Direi proprio Il varco del mostro. Ma non so dire quanto tale preferenza derivi da una effettiva compiutezza artistica del racconto e quanto dal legame biografico che mi unisce ad esso dall’età di sedici anni. Certo è che dal punto di vista narrativo mi sembra uno dei più riusciti della raccolta: teso, concentrato, senza lungaggini. Anche l’impianto teorico e pseudoscientifico, di cui abbonda al contrario il finale dell’ultimo, è qui ridotto al minimo e menzionato quel tanto che basta perché il lettore capisca quello che Carnacki sta facendo, come si muove all’interno della Camera Grigia, come si difende da quella forza che fa sbattere la porta di notte e trascina le coperte nell’angolo della stanza. E poi è un racconto importante perché introduce il pentacolo elettrico, strumento indispensabile al protagonista, e il misterioso Rituale Saamaa, ad esso collegato.
Ricordo che, quando lo lessi la prima volta, mi colpì il fatto che Carnacki provasse così tanta paura – e non esitasse per giunta ad ammetterlo – al cospetto dell’ignoto. Se nel Caso dell’uomo che grugniva mostra tanto coraggio, nel Varco del mostro al contrario non fa altro che tremare! Oggi mi chiedo chi, convinto di avere la propria casa infestata da presenze soprannaturali, accetterebbe di affidarsi a un ghost hunter che non esita addirittura a darsela a gambe come fa il nostro nel successivo La casa fra i lauri. Ma poi penso che la specificità di Carnacki sia proprio questa: non avere timore di provare paura (se mi è consentito il gioco di parole). Che è poi quello che a sedici anni mi permise probabilmente di identificarmi in un personaggio così vicino all’Altrove (per riprendere un termine da lui utilizzato) eppure nello stesso tempo così umanamente atterrito da esso.

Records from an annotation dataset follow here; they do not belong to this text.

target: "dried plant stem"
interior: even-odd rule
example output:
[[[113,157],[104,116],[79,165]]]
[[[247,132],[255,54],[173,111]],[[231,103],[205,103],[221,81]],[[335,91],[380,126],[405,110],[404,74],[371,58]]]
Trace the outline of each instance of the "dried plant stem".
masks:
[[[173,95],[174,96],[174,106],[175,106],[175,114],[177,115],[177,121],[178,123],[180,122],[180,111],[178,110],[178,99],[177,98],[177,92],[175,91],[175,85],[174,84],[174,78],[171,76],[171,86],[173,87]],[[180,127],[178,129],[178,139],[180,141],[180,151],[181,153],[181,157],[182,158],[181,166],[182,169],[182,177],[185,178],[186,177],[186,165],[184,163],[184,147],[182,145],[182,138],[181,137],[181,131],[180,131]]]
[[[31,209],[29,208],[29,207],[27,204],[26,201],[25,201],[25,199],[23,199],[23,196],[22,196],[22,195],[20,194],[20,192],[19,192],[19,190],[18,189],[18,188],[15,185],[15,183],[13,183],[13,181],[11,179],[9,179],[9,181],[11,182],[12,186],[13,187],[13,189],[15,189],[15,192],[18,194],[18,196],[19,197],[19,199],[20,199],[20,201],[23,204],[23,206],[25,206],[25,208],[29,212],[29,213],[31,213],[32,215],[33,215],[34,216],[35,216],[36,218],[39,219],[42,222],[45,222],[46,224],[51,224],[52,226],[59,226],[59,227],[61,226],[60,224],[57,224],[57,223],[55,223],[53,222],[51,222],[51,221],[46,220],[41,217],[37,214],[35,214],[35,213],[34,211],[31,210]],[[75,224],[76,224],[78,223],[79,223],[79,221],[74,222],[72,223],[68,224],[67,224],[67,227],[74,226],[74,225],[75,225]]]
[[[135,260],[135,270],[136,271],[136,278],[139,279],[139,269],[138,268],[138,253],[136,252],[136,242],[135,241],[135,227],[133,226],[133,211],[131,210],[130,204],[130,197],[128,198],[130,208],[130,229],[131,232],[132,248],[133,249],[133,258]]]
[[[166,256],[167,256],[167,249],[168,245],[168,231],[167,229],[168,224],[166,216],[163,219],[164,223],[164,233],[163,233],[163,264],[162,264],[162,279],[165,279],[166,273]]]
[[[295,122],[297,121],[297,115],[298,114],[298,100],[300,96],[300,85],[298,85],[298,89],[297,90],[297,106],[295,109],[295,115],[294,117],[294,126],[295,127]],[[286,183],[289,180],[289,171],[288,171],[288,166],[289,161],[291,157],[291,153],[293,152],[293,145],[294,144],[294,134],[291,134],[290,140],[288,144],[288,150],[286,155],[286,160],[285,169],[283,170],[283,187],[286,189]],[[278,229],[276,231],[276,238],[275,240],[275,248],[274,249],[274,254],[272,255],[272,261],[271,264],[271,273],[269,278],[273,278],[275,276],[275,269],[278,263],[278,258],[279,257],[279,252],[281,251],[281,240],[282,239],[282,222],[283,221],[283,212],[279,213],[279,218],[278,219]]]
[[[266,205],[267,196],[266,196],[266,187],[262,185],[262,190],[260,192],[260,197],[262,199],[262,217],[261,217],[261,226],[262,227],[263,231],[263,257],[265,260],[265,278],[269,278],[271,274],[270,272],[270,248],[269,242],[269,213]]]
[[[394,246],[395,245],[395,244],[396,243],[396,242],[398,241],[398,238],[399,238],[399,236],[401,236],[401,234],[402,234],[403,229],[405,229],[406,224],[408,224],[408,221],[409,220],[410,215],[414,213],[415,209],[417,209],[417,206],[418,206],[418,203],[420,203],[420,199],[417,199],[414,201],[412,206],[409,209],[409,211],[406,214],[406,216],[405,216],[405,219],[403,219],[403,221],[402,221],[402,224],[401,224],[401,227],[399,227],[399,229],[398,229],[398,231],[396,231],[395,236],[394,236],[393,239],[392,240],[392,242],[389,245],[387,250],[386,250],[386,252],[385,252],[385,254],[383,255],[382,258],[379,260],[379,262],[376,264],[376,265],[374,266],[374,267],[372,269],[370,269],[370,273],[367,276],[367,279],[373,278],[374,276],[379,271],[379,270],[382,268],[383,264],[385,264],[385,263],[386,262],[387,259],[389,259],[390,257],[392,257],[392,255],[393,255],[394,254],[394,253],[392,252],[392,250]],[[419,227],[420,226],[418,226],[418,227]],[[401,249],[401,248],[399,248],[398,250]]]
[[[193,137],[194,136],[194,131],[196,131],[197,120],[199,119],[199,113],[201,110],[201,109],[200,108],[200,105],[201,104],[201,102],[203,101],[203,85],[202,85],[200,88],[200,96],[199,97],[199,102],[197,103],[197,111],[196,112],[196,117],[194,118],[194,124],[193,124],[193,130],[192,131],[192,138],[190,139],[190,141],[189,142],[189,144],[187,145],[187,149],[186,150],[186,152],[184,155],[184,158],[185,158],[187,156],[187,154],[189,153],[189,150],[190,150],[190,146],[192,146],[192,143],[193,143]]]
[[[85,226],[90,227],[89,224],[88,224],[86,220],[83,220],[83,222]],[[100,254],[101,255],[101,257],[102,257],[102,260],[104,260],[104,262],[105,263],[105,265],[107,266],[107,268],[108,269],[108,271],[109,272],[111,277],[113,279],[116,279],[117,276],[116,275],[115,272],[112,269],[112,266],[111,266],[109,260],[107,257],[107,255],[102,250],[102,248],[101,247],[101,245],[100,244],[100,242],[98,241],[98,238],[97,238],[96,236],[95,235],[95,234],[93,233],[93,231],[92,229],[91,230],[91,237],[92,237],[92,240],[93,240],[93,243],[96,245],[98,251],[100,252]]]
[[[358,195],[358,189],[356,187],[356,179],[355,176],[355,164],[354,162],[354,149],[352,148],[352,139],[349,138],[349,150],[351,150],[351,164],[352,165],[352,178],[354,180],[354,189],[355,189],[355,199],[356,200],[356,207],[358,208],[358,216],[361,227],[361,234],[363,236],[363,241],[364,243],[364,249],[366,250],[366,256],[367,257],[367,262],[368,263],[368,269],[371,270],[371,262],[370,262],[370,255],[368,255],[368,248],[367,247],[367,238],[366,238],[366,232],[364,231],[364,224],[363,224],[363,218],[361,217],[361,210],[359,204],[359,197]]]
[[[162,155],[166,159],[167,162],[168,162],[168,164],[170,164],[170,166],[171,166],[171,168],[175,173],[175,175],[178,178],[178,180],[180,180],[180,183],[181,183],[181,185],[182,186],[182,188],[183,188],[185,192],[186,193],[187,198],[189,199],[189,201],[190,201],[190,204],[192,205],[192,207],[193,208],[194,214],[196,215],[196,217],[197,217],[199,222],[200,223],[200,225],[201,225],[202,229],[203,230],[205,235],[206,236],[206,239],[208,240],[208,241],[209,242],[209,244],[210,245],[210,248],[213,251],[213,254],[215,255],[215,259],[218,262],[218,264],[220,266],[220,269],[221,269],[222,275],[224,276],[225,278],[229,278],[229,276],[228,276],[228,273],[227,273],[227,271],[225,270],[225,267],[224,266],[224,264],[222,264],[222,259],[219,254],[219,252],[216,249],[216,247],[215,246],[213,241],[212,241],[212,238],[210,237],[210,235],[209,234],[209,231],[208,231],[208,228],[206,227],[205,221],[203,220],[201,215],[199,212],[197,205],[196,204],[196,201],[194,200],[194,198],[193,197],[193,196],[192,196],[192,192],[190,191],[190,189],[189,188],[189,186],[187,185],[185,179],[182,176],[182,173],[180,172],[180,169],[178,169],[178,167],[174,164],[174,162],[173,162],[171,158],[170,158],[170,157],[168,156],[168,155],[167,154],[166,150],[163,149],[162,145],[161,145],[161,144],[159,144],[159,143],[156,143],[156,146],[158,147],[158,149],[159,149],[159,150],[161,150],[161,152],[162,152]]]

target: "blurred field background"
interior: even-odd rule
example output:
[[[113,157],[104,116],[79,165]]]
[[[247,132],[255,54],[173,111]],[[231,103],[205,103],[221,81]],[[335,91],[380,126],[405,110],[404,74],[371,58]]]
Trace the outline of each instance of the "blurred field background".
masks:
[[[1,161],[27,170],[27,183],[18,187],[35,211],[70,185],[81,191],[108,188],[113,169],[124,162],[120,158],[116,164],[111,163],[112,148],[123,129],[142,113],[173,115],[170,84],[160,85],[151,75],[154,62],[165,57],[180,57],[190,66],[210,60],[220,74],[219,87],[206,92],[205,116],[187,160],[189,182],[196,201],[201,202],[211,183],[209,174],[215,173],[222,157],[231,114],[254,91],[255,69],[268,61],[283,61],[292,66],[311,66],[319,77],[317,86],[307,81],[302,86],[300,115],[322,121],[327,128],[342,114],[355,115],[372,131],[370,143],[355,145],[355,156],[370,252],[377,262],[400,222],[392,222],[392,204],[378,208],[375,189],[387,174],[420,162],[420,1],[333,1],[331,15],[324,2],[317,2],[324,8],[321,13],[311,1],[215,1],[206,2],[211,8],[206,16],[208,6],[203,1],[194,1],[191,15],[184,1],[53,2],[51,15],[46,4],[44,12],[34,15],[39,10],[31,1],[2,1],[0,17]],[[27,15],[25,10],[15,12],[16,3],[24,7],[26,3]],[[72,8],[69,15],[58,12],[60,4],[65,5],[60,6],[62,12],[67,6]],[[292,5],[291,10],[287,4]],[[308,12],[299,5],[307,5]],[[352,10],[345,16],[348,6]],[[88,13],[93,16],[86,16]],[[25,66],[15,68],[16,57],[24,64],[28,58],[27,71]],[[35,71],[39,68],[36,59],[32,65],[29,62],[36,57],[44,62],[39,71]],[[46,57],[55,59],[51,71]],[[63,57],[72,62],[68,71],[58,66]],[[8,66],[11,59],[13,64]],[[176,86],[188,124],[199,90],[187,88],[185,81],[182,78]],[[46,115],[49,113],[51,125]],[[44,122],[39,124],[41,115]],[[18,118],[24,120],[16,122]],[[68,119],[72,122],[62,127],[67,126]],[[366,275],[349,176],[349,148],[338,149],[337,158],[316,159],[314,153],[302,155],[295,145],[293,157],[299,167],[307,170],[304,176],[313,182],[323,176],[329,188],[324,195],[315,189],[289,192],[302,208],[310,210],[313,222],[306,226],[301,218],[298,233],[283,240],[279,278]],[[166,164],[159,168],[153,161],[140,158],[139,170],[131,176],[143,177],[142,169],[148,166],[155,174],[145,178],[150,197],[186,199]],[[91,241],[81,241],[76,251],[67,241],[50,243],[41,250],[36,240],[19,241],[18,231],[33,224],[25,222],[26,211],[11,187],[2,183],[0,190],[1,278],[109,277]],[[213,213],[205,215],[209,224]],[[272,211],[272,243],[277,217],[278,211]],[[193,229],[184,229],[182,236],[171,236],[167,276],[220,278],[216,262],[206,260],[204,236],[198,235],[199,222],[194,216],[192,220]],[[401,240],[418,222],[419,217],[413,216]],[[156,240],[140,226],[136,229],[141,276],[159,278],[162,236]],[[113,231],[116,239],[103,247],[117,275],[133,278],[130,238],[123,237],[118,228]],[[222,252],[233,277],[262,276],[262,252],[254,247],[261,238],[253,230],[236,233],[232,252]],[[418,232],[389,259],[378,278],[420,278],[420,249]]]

Nella lista dei racconti preferiti includerei poi il primo della raccolta, L’entità invisibile, che Antonio Debenedetti, recensendo l’edizione da me curata, ha definito il migliore della raccolta. Ma inserirei anche L’inquilino dell’ultima casa, con quel suo incipit così inquietante, e quel suo finale che resta sospeso fra l’étrange e il merveilleux, non essendo poi chiaro se gli accadimenti soprannaturali si siano realmente verificati e perché ognuno sia stato testimone di qualcosa di diverso.
Pensi di dedicarti alla traduzione e cura di opere simili in futuro?
Sì, mi piacerebbe molto farlo. All’indomani dell’attenzione che alcuni recensori hanno rivolto alla mia edizione di Carnacki – Antonio Debenedetti sul “Corriere della Sera”; Alessandro Beretta su “Rolling Stone Italia”; Loris Tassi su “Blow Up” – ho pensato di proseguire lungo la strada della traduzione di testi di letteratura fantastica. Ho in cantiere alcuni progetti, cui mi accingo a dare corpo. Ma preferisco lasciare l’attesa rimandandone la rivelazione ad altro momento. Credo che lo stesso Carnacki, che non ama raccontare le proprie storie fin quando non ritiene sia giunto il momento di farlo, mi comprenderebbe!